Coşku ve heyecanın ülke hazırlıklarını yaptığında daha da artmıştı. Coşku ve heyecanı görmeyecek kadar matlaşan gözlere, hissetmeyen yüreklere inat, baharın ortasında, bahar coşkunluğunda, bahar güzelliğinde, sadeliğinde ve doğallığında ulaştın dağlara. Zaman kaybetmeden giydiğin gerilla elbiseleriyle, nasıl da yakışıyordun dağlara. Ve dağlar seninle nasıl da güzelleşmişti. Son çektirdiğin o birkaç karelik fotoğraflarında gördük bunu, gülüşündeki güzellikte anladık. Her şeyiyle dağlara ait olmak istiyordun. Sana ülke için alış veriş yapmaya çıktığımızda yeni bir ayakkabı almamaktaki ısrarını hatırlıyorum. İyi bir dağ ayakkabısı almak istiyorduk sana. Ama sen ısrarla ‘orada herkes mekap ayakkabı giyiyor, ben de mekap ayakkabı giymek istiyorum. Yeni bir ayakkabı alsam da, oraya ulaşır ulaşmaz çıkarırım. Boşuna yenisini almayın, eskilerle giderim’ demiştin. Bu, gerillayla bütünleşme isteminin ifadesiydi. Son fotoğraflarını çektirirken de boydan boya gerilla kıyafetleriyle çekinmek istemişsin. ‘Boydan çekin, mekaplarım da çıksın’ demişsin. Sen her şeyi ayrıntılarına kadar düşünürdün zaten. Bu yüzden çok güzel bir gerilla oldun.

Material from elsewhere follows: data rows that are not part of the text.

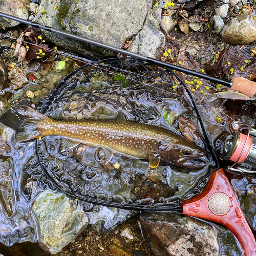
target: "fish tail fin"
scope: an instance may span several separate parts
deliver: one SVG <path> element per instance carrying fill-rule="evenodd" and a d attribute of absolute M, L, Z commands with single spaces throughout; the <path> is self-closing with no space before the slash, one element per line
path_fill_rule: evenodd
<path fill-rule="evenodd" d="M 21 105 L 16 112 L 23 122 L 19 127 L 16 139 L 17 141 L 25 141 L 44 136 L 38 129 L 38 124 L 49 118 L 27 106 Z"/>

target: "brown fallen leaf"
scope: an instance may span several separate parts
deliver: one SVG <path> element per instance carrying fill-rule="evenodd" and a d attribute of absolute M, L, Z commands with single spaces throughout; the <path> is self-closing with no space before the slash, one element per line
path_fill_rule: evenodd
<path fill-rule="evenodd" d="M 18 62 L 19 62 L 26 59 L 27 52 L 27 49 L 23 46 L 20 46 L 18 51 Z"/>

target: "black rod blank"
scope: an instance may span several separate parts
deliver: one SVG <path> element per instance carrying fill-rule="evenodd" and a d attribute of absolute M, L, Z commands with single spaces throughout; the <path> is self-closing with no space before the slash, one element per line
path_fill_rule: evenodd
<path fill-rule="evenodd" d="M 123 54 L 124 55 L 127 55 L 133 58 L 137 58 L 144 61 L 146 61 L 151 64 L 156 64 L 165 69 L 170 69 L 174 70 L 176 70 L 177 71 L 180 71 L 181 72 L 187 74 L 188 75 L 191 75 L 194 76 L 197 76 L 198 77 L 200 77 L 201 78 L 208 80 L 209 81 L 214 82 L 216 83 L 221 83 L 223 86 L 228 86 L 229 87 L 230 87 L 231 86 L 231 83 L 228 81 L 225 81 L 223 79 L 217 78 L 217 77 L 214 77 L 207 74 L 202 74 L 194 70 L 190 70 L 187 69 L 185 69 L 185 68 L 173 65 L 169 63 L 166 63 L 163 61 L 161 61 L 160 60 L 157 60 L 153 58 L 151 58 L 150 57 L 145 57 L 143 55 L 141 55 L 137 53 L 134 53 L 129 51 L 126 51 L 123 49 L 117 48 L 113 46 L 111 46 L 105 44 L 98 42 L 88 38 L 82 37 L 81 36 L 79 36 L 78 35 L 74 35 L 67 31 L 62 31 L 58 29 L 51 28 L 51 27 L 48 27 L 47 26 L 44 26 L 41 24 L 39 24 L 39 23 L 30 22 L 30 20 L 28 20 L 27 19 L 24 19 L 21 18 L 18 18 L 17 17 L 10 15 L 3 12 L 0 12 L 0 16 L 12 19 L 16 22 L 18 22 L 24 24 L 32 26 L 32 27 L 34 27 L 35 28 L 43 29 L 51 33 L 58 34 L 59 35 L 63 35 L 73 39 L 78 40 L 79 41 L 86 42 L 90 45 L 98 46 L 98 47 L 101 47 L 106 50 L 109 50 L 109 51 L 121 53 L 121 54 Z"/>

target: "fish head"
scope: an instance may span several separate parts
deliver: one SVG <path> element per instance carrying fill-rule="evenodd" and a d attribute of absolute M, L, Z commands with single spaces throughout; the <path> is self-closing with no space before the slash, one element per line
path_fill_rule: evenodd
<path fill-rule="evenodd" d="M 198 169 L 205 166 L 203 158 L 206 151 L 197 145 L 185 140 L 183 143 L 161 142 L 158 152 L 161 159 L 166 162 L 184 168 Z"/>

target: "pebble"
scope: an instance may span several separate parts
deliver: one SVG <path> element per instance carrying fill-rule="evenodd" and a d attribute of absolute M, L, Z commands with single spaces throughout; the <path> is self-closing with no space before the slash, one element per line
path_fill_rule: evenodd
<path fill-rule="evenodd" d="M 218 15 L 214 16 L 214 27 L 215 28 L 215 32 L 217 34 L 219 34 L 221 30 L 224 26 L 224 23 L 223 19 Z"/>
<path fill-rule="evenodd" d="M 12 45 L 11 42 L 8 40 L 1 40 L 0 44 L 2 47 L 7 47 Z"/>
<path fill-rule="evenodd" d="M 41 92 L 40 90 L 37 90 L 37 91 L 35 91 L 34 92 L 34 95 L 36 96 L 41 96 L 42 94 L 42 92 Z"/>
<path fill-rule="evenodd" d="M 35 13 L 36 8 L 38 8 L 38 5 L 34 3 L 31 3 L 29 5 L 29 9 L 31 13 Z"/>
<path fill-rule="evenodd" d="M 32 20 L 34 17 L 34 16 L 33 14 L 30 15 L 29 17 L 29 20 Z"/>
<path fill-rule="evenodd" d="M 222 18 L 225 18 L 227 15 L 228 12 L 228 4 L 220 6 L 215 10 L 216 14 L 219 14 Z"/>
<path fill-rule="evenodd" d="M 195 22 L 195 18 L 192 16 L 190 16 L 188 19 L 192 22 Z M 189 27 L 189 28 L 194 31 L 198 31 L 198 30 L 199 30 L 201 29 L 202 26 L 203 24 L 201 24 L 198 23 L 189 23 L 189 24 L 188 24 L 188 26 Z"/>
<path fill-rule="evenodd" d="M 188 23 L 186 20 L 183 20 L 182 22 L 179 24 L 180 29 L 184 34 L 188 34 L 189 32 L 189 27 L 188 27 Z"/>
<path fill-rule="evenodd" d="M 240 0 L 230 0 L 229 3 L 231 6 L 234 6 Z"/>
<path fill-rule="evenodd" d="M 28 91 L 27 91 L 26 94 L 29 98 L 34 98 L 34 93 L 30 90 L 28 90 Z"/>
<path fill-rule="evenodd" d="M 239 11 L 239 7 L 237 5 L 236 5 L 234 7 L 233 12 L 235 14 L 237 14 Z"/>
<path fill-rule="evenodd" d="M 206 49 L 206 51 L 212 51 L 214 50 L 214 47 L 212 46 L 212 45 L 210 44 L 208 47 L 208 48 Z"/>

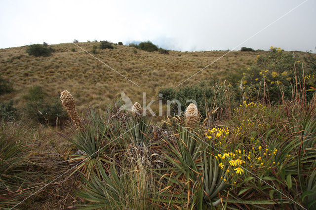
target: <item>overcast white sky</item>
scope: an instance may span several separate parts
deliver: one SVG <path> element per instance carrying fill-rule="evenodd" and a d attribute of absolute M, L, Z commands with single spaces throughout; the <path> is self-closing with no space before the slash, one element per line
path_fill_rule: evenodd
<path fill-rule="evenodd" d="M 242 44 L 300 0 L 9 0 L 0 2 L 0 48 L 96 39 L 150 40 L 181 51 L 242 46 L 316 47 L 316 1 L 309 0 Z"/>

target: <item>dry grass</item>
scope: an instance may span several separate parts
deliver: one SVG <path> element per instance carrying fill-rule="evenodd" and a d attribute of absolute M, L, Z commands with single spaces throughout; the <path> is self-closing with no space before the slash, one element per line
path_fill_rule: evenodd
<path fill-rule="evenodd" d="M 98 44 L 78 43 L 88 51 Z M 137 50 L 134 53 L 135 48 L 120 45 L 114 49 L 97 50 L 97 57 L 139 87 L 72 43 L 52 47 L 56 50 L 52 56 L 38 58 L 28 55 L 26 46 L 0 49 L 1 74 L 14 83 L 16 90 L 6 97 L 20 101 L 26 88 L 41 85 L 50 96 L 68 90 L 79 108 L 97 105 L 103 107 L 120 97 L 121 91 L 133 102 L 141 102 L 143 92 L 146 92 L 148 100 L 156 99 L 159 88 L 176 86 L 227 52 L 170 51 L 169 55 L 163 55 Z M 73 48 L 76 52 L 71 51 Z M 227 74 L 244 68 L 261 53 L 231 52 L 183 84 L 207 79 L 211 71 Z"/>

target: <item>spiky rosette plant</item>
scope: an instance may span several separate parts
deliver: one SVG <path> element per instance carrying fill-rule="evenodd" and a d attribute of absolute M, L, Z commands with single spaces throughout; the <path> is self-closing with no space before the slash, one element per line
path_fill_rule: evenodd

Dağlara sevdalı Deniz Kızı. Yirmi dört yılına ne çok şey sığdırdın. Sırrına ermeye çalışıyoruz. Yirmi dört yıla büyük ve anlamlı bir yaşam sığdıracak kadar zekiydin, canlıydın, coşkuluydun, mütevaziydin, heyecanlıydın, inançlıydın, umutluydun, sevgi dolu, sevecen ve yürekliydin. En önemlisi de Amara’dan doğan Güneş’e sevdalı bir yürektin. İşte aldığın isimde saklı duran sırrın. Yirmi dört yıla sığdırdığın güzelliklerin sırrına ermenin ipucuydu adın. Bir de Ceren bakışların…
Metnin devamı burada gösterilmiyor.